The single-stranded regions of the intact strands of the two DNA molecules are now degraded, and recombination is completed when the hybrid segment of one DNA molecule becomes joined to the non-hybrid segment of the homologous molecule (Fig. 11.10 VII, VIII). The nucleotides of the hybrid DNA may not match completely due to allelic differences.

This mismatch of the nucleotides is repaired through excision repair process. The repair enzymes excise the mismatched nucleotides and incorporate in their place the nucleotides complementary to those present in the other strand. As a consequence of this repair, one of the allele is converted into the other; this generates the phenomenon of “gerie conversion”.

DNA synthesis has been reported during zygotene and pachytene stages; this amounts to 0.3-0.4% of the total nuclear DNA synthesis, and has a high content of G = C residues.

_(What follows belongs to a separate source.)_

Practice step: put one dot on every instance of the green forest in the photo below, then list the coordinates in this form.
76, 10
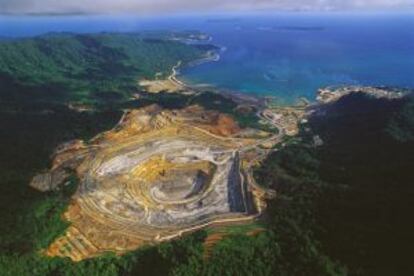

Inhibition of DNA synthesis during zygotene results in the prevention of chromosome pairing and fragmentation of chromosomes.

The DNA synthesis during zygotene-pachytene is required to repair the breakage and degradation of DNA during crossing over. At the end of zygotene, protein synthesis is required for chiasma formation. A DNA binding protein isolated from Lilium was found similar to “gene-32 protein” that is necessary for gene recombination in T4 bacteriophage.

It is also similar to a nuclear protein isolated from the early prophase of various mammalian cells. It indicates similarity of the mechanism of recombination between prokaryotes and eukaryotes.